ICD-10 Code D81.819 – Biotin-dependent carboxylase deficiency, unspecified (2026): Diagnosis, Symptoms & Billing Guide
2026 ICD-10-CM Diagnosis Code D81.819 – Biotin-dependent carboxylase deficiency, unspecified
What it is
This code identifies a biotin-dependent carboxylase deficiency when the specific enzyme defect is not documented. It points to an inherited metabolic disorder affecting enzymes that require biotin to function properly.
Clinical signs
Clinical features vary; refer to documentation.

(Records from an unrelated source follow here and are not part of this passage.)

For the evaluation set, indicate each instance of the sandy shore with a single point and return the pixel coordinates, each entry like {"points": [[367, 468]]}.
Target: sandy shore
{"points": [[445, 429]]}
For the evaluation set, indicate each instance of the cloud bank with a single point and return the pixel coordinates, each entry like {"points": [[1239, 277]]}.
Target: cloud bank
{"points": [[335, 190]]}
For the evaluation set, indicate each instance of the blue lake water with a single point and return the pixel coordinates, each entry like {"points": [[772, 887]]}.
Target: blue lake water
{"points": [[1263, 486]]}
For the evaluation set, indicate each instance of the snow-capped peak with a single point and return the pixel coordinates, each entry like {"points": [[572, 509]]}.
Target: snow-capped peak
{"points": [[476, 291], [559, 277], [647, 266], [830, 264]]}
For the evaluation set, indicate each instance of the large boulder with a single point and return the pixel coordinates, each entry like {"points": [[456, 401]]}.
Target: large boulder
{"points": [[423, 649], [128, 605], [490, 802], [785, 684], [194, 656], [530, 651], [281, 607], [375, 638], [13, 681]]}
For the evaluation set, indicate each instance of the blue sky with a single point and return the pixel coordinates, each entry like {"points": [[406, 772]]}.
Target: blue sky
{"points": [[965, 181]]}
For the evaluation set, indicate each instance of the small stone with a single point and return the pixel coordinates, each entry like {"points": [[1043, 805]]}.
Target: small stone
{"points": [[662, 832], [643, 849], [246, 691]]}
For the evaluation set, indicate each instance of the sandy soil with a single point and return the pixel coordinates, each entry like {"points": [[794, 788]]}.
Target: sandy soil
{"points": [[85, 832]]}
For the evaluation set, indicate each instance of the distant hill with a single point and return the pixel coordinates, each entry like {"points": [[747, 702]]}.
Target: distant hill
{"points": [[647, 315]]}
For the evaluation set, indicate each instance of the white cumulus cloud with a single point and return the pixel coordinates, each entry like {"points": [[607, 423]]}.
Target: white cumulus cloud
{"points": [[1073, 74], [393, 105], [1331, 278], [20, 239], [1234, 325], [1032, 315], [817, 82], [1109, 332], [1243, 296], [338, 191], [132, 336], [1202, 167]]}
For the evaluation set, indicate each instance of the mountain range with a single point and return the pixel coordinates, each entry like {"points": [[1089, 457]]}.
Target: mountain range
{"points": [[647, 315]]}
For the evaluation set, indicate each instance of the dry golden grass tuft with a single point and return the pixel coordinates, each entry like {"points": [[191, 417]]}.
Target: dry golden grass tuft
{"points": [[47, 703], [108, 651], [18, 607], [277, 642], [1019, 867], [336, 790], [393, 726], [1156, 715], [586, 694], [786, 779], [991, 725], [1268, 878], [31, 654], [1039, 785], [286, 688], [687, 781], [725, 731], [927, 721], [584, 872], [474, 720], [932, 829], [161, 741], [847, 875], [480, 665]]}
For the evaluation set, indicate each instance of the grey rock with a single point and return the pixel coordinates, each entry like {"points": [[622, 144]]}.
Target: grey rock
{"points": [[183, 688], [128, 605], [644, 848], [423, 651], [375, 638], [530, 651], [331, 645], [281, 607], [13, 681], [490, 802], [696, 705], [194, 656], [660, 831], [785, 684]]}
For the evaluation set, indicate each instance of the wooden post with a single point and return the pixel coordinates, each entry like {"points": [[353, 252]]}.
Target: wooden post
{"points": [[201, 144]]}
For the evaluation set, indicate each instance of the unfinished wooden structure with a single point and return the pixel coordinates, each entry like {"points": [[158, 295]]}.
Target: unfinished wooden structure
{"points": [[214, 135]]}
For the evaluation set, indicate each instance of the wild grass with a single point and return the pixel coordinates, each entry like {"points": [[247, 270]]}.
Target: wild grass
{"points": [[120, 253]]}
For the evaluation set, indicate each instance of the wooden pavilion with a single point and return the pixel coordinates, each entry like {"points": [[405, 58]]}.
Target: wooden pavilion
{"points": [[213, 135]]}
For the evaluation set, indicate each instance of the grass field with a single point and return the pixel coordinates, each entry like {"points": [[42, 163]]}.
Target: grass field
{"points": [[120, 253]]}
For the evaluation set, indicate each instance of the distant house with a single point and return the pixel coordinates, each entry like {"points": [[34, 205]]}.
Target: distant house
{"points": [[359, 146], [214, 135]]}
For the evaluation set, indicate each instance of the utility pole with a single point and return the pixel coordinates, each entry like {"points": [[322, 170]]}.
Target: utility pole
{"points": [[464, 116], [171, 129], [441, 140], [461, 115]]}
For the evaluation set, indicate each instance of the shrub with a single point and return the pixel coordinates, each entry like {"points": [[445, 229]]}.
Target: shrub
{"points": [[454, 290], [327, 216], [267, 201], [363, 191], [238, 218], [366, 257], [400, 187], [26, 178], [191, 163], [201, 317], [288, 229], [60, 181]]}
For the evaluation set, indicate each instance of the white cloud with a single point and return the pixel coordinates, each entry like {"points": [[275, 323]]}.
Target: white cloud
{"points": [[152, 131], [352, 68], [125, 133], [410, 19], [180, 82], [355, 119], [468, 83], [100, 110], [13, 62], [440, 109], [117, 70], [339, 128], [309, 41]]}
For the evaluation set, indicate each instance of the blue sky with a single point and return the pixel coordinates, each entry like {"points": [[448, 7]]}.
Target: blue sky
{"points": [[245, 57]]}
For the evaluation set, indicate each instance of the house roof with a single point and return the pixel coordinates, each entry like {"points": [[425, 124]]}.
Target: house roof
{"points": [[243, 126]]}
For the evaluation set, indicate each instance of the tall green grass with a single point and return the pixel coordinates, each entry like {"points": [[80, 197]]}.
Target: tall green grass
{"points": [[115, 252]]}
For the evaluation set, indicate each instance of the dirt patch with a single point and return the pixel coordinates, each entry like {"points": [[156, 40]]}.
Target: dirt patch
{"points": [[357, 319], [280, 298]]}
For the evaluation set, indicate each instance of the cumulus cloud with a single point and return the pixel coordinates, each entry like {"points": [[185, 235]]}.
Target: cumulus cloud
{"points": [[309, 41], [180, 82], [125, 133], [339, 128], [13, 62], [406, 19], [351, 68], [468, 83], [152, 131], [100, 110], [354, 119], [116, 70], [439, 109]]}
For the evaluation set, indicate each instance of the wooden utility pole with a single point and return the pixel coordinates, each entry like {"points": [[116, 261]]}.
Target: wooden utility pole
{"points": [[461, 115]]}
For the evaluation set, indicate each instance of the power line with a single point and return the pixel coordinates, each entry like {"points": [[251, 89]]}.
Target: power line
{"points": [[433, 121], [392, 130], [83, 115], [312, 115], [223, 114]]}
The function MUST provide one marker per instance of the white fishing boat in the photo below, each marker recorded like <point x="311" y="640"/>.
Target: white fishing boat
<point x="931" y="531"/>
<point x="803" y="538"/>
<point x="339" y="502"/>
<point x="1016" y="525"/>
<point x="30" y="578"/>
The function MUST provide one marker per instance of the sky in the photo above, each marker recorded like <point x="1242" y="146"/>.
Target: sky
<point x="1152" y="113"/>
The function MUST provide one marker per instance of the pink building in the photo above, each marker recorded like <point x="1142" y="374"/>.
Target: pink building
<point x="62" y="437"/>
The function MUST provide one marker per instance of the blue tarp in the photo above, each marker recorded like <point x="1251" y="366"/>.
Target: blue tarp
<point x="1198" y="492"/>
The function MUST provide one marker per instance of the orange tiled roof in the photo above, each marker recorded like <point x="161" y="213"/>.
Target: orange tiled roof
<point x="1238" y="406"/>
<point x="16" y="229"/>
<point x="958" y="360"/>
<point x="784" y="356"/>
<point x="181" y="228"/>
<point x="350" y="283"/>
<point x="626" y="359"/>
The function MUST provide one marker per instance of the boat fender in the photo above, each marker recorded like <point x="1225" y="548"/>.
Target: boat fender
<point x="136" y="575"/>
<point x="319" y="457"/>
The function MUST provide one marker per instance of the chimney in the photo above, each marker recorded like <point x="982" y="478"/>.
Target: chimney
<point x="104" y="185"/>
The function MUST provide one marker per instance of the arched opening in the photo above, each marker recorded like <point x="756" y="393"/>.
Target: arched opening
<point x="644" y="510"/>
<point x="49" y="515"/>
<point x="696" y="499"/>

Commonly reported findings may include metabolic decompensation, neurologic symptoms, feeding problems, or developmental delay, depending on the specific enzyme involved.
When to use this code
Use this code when the record confirms biotin-dependent carboxylase deficiency but does not name the exact subtype. It is also appropriate when the clinician documents a suspected or unspecified form and no further detail is available. You should code the documented diagnosis, not a presumed enzyme defect.
Do not use for
Do not use this code for isolated biotin deficiency or for other hereditary metabolic disorders without documented biotin-dependent carboxylase involvement. Check documentation if the record names a specific carboxylase deficiency.
Coding tip
Capture the most specific documented subtype first; use D81.819 only when the chart leaves the deficiency unspecified.